Rachel Albeck-Gidron

Rachel Albeck-Gidron

Rachel Albeck-Gidron (born 1960) is an Israeli inter-disciplinary researcher of Hebrew and comparative literature, philosophy and art.

Research

In her book, The Century of the Monads, Albeck-Gidron claims that there is a deep similarity and even a relationship between monadic metaphysics and the basic assumptions of modernistic thought. This claim is demonstrated in 20th-century scientific thought patterns, in the central movements in plastic art from the end of the 19th century to the beginning of the 20th century and, particularly, in the world view of the stream-of-consciousness novel.[1]

She also developed a theoretical model of describing the process of creation of textual-versions and created a method of comparing between them, named 'the third text'.[2]

Albeck-Gidron examines the Ashkenazi Pronunciation of Hebrew as a Postmodernistic Question, in a part of a sociological discussion in a problem known as 'invention of tradition'.[3] She has also analyzed the work of Yoel Hoffmann in the light of western and eastern poetics.

Albeck-Gidron is Associate professor of Hebrew literature at Bar Ilan University in Israel.[4] In 2007, she has been appointed as visiting associate professor at Stanford University and taught the course "East West East in Israeli Literature: The Novels of Yoel Hoffmann".[5]
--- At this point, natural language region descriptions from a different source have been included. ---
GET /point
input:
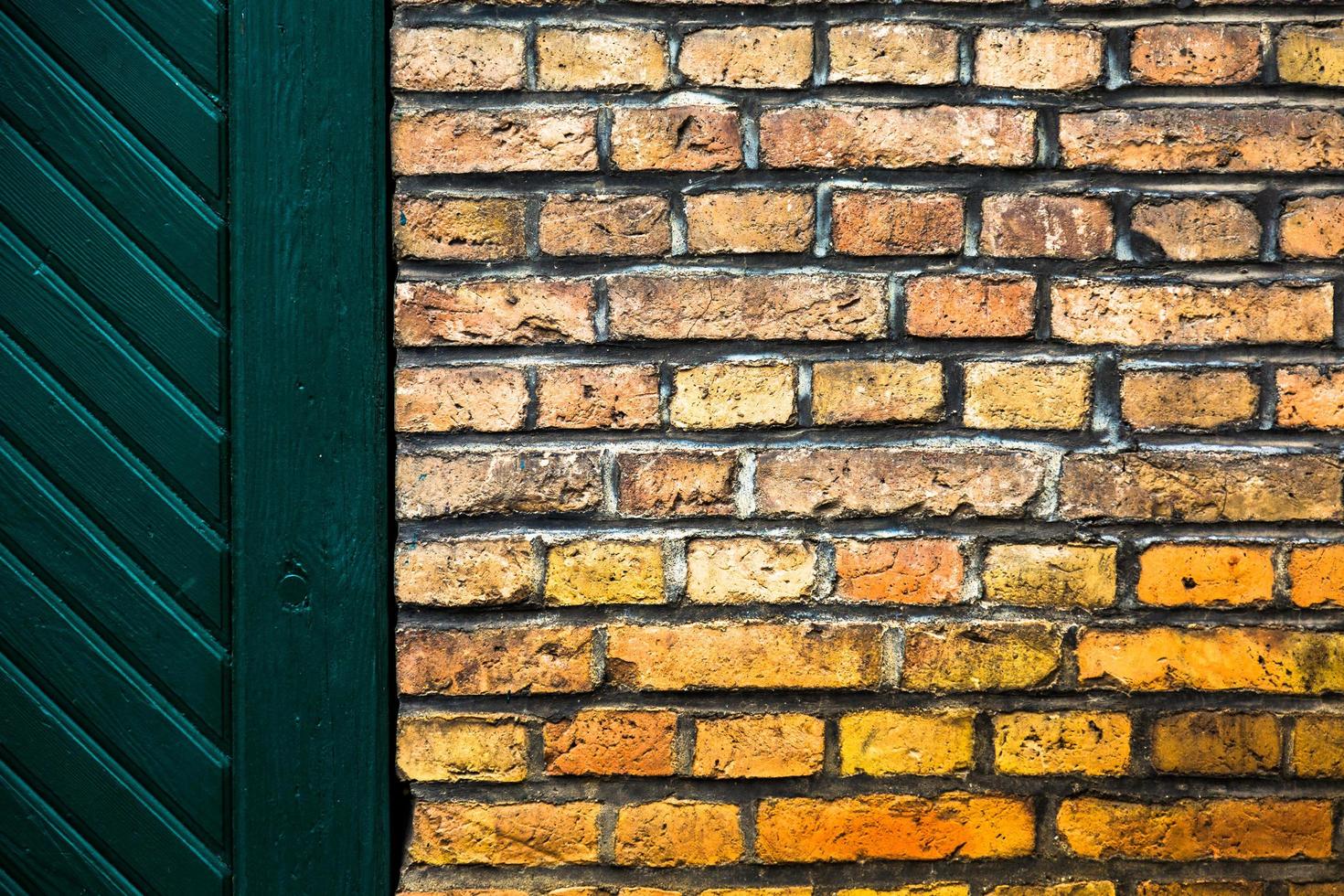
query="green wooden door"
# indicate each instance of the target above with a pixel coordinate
(191, 534)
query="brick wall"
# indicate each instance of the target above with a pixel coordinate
(869, 449)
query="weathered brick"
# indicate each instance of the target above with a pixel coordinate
(1050, 575)
(443, 400)
(1062, 743)
(883, 741)
(890, 222)
(615, 397)
(1098, 312)
(468, 140)
(612, 741)
(671, 484)
(750, 220)
(729, 395)
(840, 136)
(743, 655)
(894, 827)
(495, 312)
(1197, 829)
(603, 571)
(457, 58)
(1229, 658)
(892, 53)
(1217, 743)
(471, 483)
(677, 832)
(984, 656)
(531, 835)
(461, 747)
(785, 744)
(1038, 58)
(749, 570)
(877, 391)
(1195, 54)
(900, 570)
(1197, 400)
(914, 481)
(601, 59)
(588, 225)
(748, 57)
(495, 661)
(465, 572)
(1200, 486)
(968, 306)
(1178, 575)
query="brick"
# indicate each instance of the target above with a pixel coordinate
(883, 741)
(748, 57)
(918, 571)
(1217, 743)
(461, 747)
(984, 656)
(1195, 54)
(1198, 229)
(1011, 395)
(1050, 575)
(454, 59)
(803, 306)
(1197, 829)
(1312, 228)
(877, 391)
(1318, 747)
(603, 571)
(746, 655)
(469, 140)
(1316, 575)
(465, 572)
(971, 306)
(892, 53)
(459, 229)
(601, 59)
(1046, 226)
(1187, 400)
(894, 827)
(1038, 58)
(1261, 660)
(785, 744)
(1201, 575)
(730, 395)
(1062, 743)
(675, 484)
(890, 222)
(445, 400)
(612, 741)
(495, 661)
(495, 312)
(1100, 312)
(749, 220)
(912, 481)
(528, 835)
(1203, 139)
(743, 570)
(588, 225)
(677, 832)
(1200, 486)
(615, 397)
(699, 137)
(474, 483)
(843, 136)
(1310, 55)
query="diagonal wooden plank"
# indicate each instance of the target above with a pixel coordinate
(113, 165)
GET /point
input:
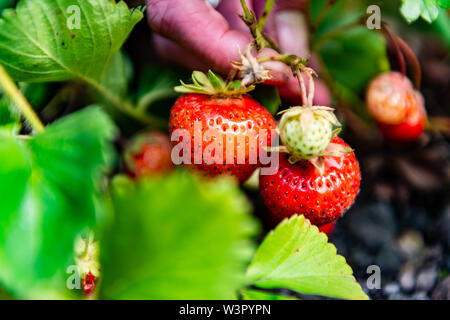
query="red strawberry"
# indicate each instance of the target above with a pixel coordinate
(299, 188)
(149, 153)
(327, 228)
(225, 119)
(411, 128)
(89, 283)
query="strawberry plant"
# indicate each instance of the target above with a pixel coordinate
(124, 179)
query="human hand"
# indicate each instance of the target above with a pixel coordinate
(194, 34)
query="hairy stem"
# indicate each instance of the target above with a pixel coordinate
(265, 14)
(393, 40)
(20, 101)
(412, 60)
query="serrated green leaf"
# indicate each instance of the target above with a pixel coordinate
(443, 3)
(297, 256)
(250, 294)
(9, 118)
(413, 9)
(38, 45)
(118, 74)
(52, 183)
(190, 239)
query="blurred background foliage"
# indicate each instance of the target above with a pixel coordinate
(120, 215)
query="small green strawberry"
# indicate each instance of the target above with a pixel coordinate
(307, 131)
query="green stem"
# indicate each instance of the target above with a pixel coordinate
(265, 14)
(153, 96)
(20, 101)
(323, 13)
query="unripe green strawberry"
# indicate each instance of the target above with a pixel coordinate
(307, 131)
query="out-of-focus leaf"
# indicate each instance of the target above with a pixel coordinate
(445, 4)
(355, 57)
(427, 9)
(298, 257)
(42, 41)
(9, 118)
(36, 93)
(156, 88)
(250, 294)
(175, 237)
(118, 74)
(4, 4)
(267, 96)
(51, 184)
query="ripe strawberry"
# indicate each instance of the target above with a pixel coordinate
(223, 115)
(89, 283)
(149, 153)
(390, 97)
(411, 128)
(300, 188)
(327, 228)
(307, 131)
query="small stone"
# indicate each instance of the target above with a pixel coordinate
(426, 279)
(374, 226)
(442, 290)
(421, 295)
(410, 243)
(389, 259)
(407, 278)
(391, 288)
(398, 296)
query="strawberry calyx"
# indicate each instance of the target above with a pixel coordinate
(305, 144)
(213, 85)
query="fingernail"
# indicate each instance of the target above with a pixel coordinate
(292, 33)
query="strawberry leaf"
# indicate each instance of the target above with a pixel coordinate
(250, 294)
(60, 40)
(298, 257)
(52, 185)
(413, 9)
(9, 118)
(190, 239)
(41, 40)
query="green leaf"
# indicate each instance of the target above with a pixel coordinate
(9, 118)
(52, 184)
(250, 294)
(413, 9)
(216, 82)
(156, 86)
(38, 45)
(118, 74)
(268, 96)
(298, 257)
(190, 239)
(443, 4)
(361, 55)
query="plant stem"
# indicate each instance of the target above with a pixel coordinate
(20, 101)
(301, 83)
(265, 14)
(153, 96)
(394, 42)
(412, 60)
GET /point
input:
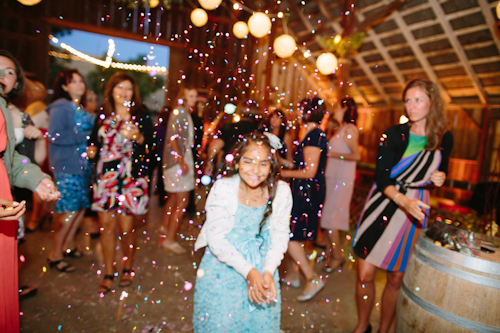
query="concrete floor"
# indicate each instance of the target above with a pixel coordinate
(161, 297)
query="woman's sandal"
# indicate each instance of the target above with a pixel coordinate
(75, 253)
(338, 263)
(127, 277)
(61, 265)
(106, 284)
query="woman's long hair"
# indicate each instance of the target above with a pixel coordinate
(436, 122)
(271, 182)
(63, 79)
(351, 114)
(109, 106)
(18, 89)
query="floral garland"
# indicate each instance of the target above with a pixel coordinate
(167, 4)
(343, 46)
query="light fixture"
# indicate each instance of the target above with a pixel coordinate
(210, 4)
(284, 46)
(240, 29)
(326, 63)
(29, 2)
(259, 24)
(199, 17)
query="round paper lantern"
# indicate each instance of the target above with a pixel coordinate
(210, 4)
(29, 2)
(284, 46)
(199, 17)
(326, 63)
(240, 29)
(259, 24)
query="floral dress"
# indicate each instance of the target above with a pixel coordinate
(117, 187)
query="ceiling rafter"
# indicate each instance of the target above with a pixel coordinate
(309, 26)
(460, 52)
(490, 20)
(426, 66)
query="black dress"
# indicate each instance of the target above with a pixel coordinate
(308, 194)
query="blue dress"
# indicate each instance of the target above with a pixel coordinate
(221, 295)
(75, 188)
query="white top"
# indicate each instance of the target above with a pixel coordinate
(221, 206)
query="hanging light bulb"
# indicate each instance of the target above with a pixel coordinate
(240, 29)
(199, 17)
(284, 46)
(29, 2)
(210, 4)
(259, 24)
(326, 63)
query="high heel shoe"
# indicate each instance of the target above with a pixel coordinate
(338, 263)
(307, 296)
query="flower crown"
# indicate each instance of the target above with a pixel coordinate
(274, 140)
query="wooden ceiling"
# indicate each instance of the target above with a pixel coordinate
(453, 43)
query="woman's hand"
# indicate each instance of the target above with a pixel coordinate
(47, 191)
(91, 151)
(256, 286)
(438, 178)
(32, 133)
(11, 210)
(271, 292)
(413, 207)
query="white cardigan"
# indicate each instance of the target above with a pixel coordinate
(221, 206)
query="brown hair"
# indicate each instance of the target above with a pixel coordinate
(63, 79)
(109, 103)
(436, 122)
(18, 89)
(229, 168)
(182, 93)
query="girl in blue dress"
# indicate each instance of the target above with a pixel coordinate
(245, 237)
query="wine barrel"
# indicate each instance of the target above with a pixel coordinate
(446, 291)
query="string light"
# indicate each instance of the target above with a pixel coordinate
(104, 63)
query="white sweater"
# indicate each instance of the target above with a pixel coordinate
(221, 206)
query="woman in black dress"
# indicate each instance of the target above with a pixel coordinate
(308, 188)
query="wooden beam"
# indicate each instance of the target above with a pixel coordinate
(459, 50)
(379, 15)
(490, 20)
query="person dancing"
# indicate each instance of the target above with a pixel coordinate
(121, 138)
(411, 158)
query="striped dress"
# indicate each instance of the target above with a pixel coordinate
(385, 234)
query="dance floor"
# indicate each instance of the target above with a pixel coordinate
(161, 297)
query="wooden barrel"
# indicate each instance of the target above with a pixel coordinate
(446, 291)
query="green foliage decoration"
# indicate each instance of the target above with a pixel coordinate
(167, 4)
(99, 77)
(348, 45)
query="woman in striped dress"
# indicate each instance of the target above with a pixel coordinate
(411, 158)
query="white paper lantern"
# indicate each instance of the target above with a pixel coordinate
(240, 29)
(284, 46)
(326, 63)
(259, 24)
(210, 4)
(29, 2)
(199, 17)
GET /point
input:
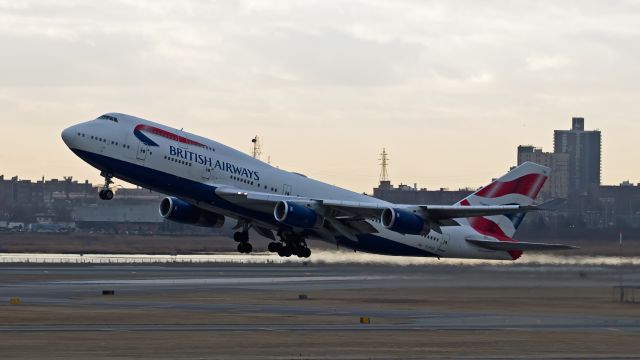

Albeck-Gidron studied realistic painting with painter Israel Hershberg at the Jerusalem Studio School in Jerusalem.

Selected publications

References

  1. Albeck-Gidron, Rachel. The Century of the Monads: Leibniz's Metaphysics and 20th-Century Modernity. Bar-Ilan University Press.
  2. Albeck-Gidron, Rachel (2000). "The 3rd text – a theoretical and methodological principle in comparative research, and its application in comparison of the versions of Berdyczewski's story 'Urva Parch'". Sadan 4: 323–352.
  3. Albeck-Gidron, Rachel (2003). "Exiled and Suppressed Voices: On the Ashkenazi Pronunciation of Hebrew as a Postmodernistic Question". Jerusalem Studies in Hebrew Literature 19: 69–90.